D’autres difficultés ont été évoquées elles aussi lors du débat organisé à Arzacq. Ce qui va de l’embargo russe qui a touché 25% des exportations européennes, à la baisse régulière de la consommation de la viande de porc en Europe (-3% par habitant entre 2005 et 2015).

Un constat  qui amène par exemple  Pierre Moureu, le président de l’INPIG – un centre d’insémination artificielle – à souhaiter que la profession demande des comptes aux politiques pour les « dommages de guerre » subis par les producteurs fournissant la Russie. Tandis que Jean-Pierre Joly, le directeur du marché du porc breton, estime indispensable de « privilégier les produits français » sur un marché national qui absorbe plus de 70% de la viande porcine produite dans notre pays.
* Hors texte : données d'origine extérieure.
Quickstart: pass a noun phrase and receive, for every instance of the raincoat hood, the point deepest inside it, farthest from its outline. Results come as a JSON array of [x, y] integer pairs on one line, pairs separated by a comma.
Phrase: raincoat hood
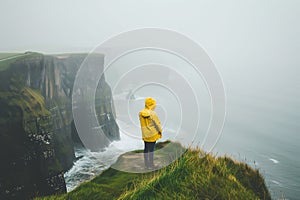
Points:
[[145, 112], [150, 103]]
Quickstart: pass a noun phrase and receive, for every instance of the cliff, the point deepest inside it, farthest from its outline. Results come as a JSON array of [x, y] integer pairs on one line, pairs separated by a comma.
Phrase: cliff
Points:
[[195, 175], [37, 132]]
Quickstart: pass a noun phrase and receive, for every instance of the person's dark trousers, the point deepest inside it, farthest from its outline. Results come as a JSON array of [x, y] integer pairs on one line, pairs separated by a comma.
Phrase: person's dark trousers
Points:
[[148, 153]]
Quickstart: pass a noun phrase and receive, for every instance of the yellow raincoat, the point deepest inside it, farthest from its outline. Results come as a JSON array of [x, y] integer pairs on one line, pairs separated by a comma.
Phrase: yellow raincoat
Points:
[[150, 124]]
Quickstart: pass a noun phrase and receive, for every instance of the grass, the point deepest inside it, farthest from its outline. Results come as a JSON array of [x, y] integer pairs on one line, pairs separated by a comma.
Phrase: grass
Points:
[[194, 175], [5, 64]]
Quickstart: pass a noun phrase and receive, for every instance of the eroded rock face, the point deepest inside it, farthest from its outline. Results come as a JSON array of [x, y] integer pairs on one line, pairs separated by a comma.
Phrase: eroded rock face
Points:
[[36, 132]]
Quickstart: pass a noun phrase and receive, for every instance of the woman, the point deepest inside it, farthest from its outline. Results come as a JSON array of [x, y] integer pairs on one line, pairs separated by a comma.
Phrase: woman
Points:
[[151, 130]]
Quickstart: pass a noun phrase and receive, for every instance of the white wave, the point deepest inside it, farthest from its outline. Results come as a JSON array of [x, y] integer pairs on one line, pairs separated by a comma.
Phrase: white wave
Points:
[[274, 160]]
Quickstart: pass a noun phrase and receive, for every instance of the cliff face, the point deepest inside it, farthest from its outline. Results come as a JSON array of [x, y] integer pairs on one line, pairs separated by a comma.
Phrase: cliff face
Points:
[[36, 126]]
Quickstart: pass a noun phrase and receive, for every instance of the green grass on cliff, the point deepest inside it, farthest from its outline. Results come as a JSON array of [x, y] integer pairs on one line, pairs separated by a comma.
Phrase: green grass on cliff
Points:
[[29, 101], [193, 176], [7, 59]]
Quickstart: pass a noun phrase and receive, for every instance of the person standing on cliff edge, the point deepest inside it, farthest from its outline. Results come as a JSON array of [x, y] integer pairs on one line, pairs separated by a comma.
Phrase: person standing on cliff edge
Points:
[[151, 130]]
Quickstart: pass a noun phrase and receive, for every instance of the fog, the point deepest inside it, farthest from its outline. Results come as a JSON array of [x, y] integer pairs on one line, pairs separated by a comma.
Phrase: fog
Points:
[[254, 45]]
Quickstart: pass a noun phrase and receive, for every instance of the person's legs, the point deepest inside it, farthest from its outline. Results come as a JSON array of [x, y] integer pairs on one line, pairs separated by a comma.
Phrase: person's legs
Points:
[[151, 153], [146, 154]]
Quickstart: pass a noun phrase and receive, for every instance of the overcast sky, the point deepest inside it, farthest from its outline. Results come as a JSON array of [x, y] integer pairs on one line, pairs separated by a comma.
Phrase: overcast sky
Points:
[[78, 25], [245, 39]]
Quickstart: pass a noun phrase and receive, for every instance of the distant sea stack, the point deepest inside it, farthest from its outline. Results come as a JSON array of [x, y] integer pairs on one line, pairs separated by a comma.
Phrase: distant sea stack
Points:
[[37, 132]]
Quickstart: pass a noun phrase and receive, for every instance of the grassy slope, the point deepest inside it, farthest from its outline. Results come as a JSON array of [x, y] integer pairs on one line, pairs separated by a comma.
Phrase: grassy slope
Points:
[[193, 176]]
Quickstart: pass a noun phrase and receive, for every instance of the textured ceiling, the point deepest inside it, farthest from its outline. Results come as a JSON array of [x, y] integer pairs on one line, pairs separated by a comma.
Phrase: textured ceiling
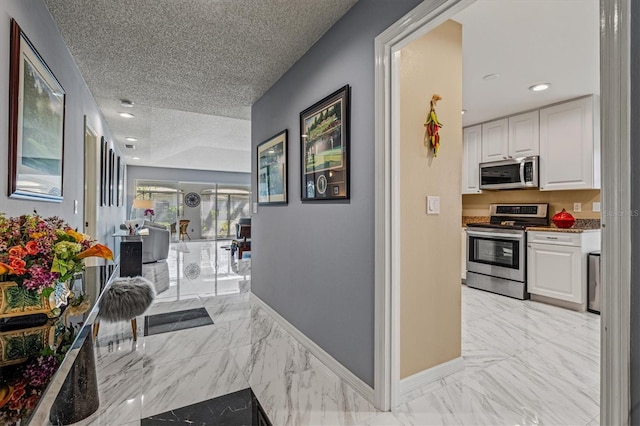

Un marché sur lequel « le producteur, qui n’en peut plus, est devenu la variable d’ajustement en matière de prix », déplore Yves Daros, le président de Midiporc.

40 000 places d’élevage à préserver

Voilà pour l’état des lieux. Les perspectives, elles, ne sont pas réjouissantes. A u cours des 5 années qui viennent, près de 70 000  places d’élevage porçin risquent de disparaitre dans le Sud-Ouest. « C’est extrêmement inquiétant pour toute la filière » juge Philippe Baralon, du cabinet de conseil en stratégie Phylum. Un objectif est donc fixé :  reconquérir un minimum de 40 000 places au cours de cette  même période. Ce qui nécessiterait un investissement allant de 18 à 27 millions d’euros.

Deux possibilités s’offrent ici : mettre l’accent sur des exploitations de taille réduite mêlant polyculture et polyélevage, ou créer soit unités spécialisées réunissant 4 000 à 8 000 places d’engraissement, ou 500 à 800 truies. Une dimension qui ne doit pas effrayer le grand public, explique Patrick Le Foll, le directeur général de la coopérative FIPSO. « Un gros élevage peut faire de la qualité. De plus, il faut en finir avec l’image des grands-parents qui élevaient leurs bêtes. Aujourd’hui, un agriculteur n’a plus envie de travailler 7 jours sur 7, même à l’époque de la loi Macron. Une équipe de 4 à 5 salariés est le seul moyen de ramener des jeunes vers la production porcine . Pour y parvenir, il faut des élevages importants. Enfin, en ce qui concerne l’aspect écologique, les épandages de lisier etc… les investissements sont beaucoup plus faciles à supporter dans les gros élevages ».

Un fonds pour relancer la machine

Investissement : le mot est lâché. « La France ne renouvelle pas son parc. Entre 2004 et 2012, c’est même le pays où l’on a le moins investi en Europe » note un observateur. De là à lancer l’idée d’un fonds interprofessionnel destiné à soutenir financièrement les agriculteurs, il n’y a qu’un pas. Celui-ci viendrait compléter les dispositifs déjà existants.  Il viserait à apporter 25 à 33% des fonds propres nécessaires à la création ou au développement des structures agricoles.

 A Arzacq, l’idée a reçu le soutien de Jean-Pierre Raynaud, le vice-président du Conseil régional. Tandis que Bernard Dupont parlait d’un pacte à nouer entre l’Etat, l’Aquitaine et ses départements. « En attendant, que fait-on pour l’existant ?  » n’en a pas moins demandé un producteur, avant de rappeler que l’argent nécessaire à la seule mise aux normes des installations n’est guère facile à trouver. « La création du fonds n’est pas exclusive » lui a-t-il été répondu. « On peut aussi imaginer des interventions auprès des éleveurs. Tout cela doit être affiné ».